Many say Alabama’s immigration law is the toughest in the nation. When the law took effect, many Hispanics fled the state. As the spring planting season approaches, Alabama farmers must decide if they will change their approach this year.
“Our whole business is produce. We have to plant but we have to have it gathered. We are going to plant about the same as we’ve been doing because we just don’t know yet,” says John Aplin of Aplin Farmers.
Aplin and his family grow tomatoes, watermelons, peppers, pumpkins, and more. Unlike peanuts and cotton he needs extra hands to make his operation work.
“Most of the stuff we do in the produce business is manual labor, and it is like I said it is hands on, hand harvested, hand packed,” says Aplin.
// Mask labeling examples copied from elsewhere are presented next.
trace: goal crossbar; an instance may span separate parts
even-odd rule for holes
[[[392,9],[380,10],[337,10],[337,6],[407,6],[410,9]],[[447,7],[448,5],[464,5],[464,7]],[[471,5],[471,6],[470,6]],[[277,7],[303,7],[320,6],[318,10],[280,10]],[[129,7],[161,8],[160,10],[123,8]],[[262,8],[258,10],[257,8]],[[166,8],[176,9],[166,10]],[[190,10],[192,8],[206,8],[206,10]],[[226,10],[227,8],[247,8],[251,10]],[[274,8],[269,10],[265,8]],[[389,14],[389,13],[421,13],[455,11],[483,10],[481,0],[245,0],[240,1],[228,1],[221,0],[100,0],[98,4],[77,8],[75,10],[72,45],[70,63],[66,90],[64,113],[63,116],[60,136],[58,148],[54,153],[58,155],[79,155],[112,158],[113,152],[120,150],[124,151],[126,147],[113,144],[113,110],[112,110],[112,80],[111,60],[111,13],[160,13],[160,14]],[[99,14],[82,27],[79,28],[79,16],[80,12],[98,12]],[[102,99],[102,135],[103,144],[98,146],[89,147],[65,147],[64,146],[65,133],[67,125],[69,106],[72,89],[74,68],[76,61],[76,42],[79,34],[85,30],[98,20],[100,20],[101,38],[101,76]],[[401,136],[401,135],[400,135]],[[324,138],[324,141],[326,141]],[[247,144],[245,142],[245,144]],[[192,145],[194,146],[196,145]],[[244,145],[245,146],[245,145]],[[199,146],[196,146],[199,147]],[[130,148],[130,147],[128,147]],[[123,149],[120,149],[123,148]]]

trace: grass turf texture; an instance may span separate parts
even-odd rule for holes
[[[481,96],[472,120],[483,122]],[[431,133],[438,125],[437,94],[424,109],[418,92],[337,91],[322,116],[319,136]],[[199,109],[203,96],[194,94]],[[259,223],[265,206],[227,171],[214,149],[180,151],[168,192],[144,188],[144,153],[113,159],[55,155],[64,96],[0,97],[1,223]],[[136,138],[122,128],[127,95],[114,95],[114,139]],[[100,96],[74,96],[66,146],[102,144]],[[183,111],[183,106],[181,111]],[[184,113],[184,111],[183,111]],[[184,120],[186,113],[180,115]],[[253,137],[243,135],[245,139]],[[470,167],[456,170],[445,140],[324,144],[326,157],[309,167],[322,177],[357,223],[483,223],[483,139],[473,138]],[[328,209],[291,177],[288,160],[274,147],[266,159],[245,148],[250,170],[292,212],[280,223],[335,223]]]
When the law went into effect last September, his crew left. While many have returned, Aplin is unsure if they will stay. That uncertainty means they had to turn down big contracts, like one with Wal-Mart.
“We won’t commit to that because we don’t know what effects it’s going to have on us. If we can even maintain what we’ve got now much less adding on a big contract,” he says.
Although Aplin says he’s not changing the way he plants this year, if he can’t get enough labor to harvest it could be a disaster for his business.
“It’s detrimental. I mean, you have a very small window in the produce business you can’t wait. The product has to be harvested today. You’ve got one or two days to do it. Once you have passed that window there is no going back,” he says.
But Aplin says law makers do have that choice.
“We need to repeal this law and start back over. They want an immigration law, that’s fine. We need to trash the one that is no good, and start over with something that works.”